Pop culture has turned former President Richard Nixon’s “enemies list” into the butt of jokes 45 years after the famously ruthless and paranoid president created it, in part, to monitor journalists. A new Trump administration effort to compile a database of journalists and “media influencers” is not the least bit funny and represents a clear threat to First Amendment rights.
Congress should intervene to stop the Department of Homeland Security’s efforts to monitor 290,000 global news outlets. The department has advertised for a contractor to help compile a database of journalists, editors, foreign correspondents and bloggers to identify top “media influencers,” and said it wants the outlets’ “sentiment” to be included in the data collected.

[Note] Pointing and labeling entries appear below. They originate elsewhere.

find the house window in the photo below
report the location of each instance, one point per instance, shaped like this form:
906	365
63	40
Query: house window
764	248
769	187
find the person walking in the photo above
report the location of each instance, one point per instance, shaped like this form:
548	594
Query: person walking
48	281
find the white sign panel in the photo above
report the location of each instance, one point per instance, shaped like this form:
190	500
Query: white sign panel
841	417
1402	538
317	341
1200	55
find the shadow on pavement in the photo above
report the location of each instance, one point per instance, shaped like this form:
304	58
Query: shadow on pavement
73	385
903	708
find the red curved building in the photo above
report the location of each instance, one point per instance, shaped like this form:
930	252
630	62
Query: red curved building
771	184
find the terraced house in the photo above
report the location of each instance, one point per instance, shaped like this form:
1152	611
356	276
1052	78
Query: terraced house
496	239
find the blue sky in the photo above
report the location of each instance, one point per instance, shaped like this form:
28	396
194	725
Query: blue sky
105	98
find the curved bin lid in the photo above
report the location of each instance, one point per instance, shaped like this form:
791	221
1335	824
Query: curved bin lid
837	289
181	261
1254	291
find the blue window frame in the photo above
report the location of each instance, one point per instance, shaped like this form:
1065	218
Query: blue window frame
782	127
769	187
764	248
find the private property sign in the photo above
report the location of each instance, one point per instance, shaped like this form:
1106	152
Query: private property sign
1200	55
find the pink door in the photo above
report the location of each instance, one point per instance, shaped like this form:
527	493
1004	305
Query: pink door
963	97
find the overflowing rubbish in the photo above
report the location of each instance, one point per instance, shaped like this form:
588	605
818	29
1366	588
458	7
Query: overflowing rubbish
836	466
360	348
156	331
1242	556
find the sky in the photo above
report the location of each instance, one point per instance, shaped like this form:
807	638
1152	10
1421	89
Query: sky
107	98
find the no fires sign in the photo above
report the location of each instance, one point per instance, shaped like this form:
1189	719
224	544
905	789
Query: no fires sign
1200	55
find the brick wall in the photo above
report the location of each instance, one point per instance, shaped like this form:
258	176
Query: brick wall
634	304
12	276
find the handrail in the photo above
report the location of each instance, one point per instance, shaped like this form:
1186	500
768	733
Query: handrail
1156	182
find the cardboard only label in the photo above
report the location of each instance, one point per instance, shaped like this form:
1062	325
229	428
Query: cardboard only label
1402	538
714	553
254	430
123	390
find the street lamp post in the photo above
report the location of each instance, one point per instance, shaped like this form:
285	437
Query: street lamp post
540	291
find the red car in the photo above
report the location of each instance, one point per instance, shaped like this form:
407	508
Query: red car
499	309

Sentiment apparently refers to the contractor’s analysis of whether the coverage represents pro-Trump, neutral or anti-administration coverage.
It’s particularly threatening that this move comes from a president who regularly uses the term “fake news” to discredit mainstream news outlets that practice nothing more dangerous than reporting on Donald Trump’s words and deeds. The fake-news label has been used to confuse citizens as they try to inform themselves about what their government is up to.
The importance of press freedom in this context cannot be overstated. Democracy cannot survive if the public does not keep informed or is deliberately misinformed.
Traditionally the United States has been a world model of press freedoms, providing fertile ground for a vast and diverse society where all views can be shared. Debating the news and criticizing those who provide it is a well-practiced American pastime and symbolic of our free society.
When Trump tells bald-faced lies, like saying he “won in a landslide” or had the “biggest audience ever” for his inauguration, he says the media is lying when they report facts that counter his false claims. His constant drumbeat of fake-news denunciation threatens to silence the truth.
There can be no good reason for Homeland Security to collect data on news media operations. The solicitation calls for monitoring of “media coverage in terms of content, volume, sentiment, geographical spread, top publications, media channels, reach, … top posters, influencers, languages, momentum, circulation.”
Trampling on the First Amendment is wrong and dangerous. Seeking to identify and label coverage is a slippery slope in a free and democratic society. Even at a time of heightened vigilance against foreign meddling in U.S. elections, a government list of “media influencers” can only serve to chill those who are contributing to the marketplace of ideas.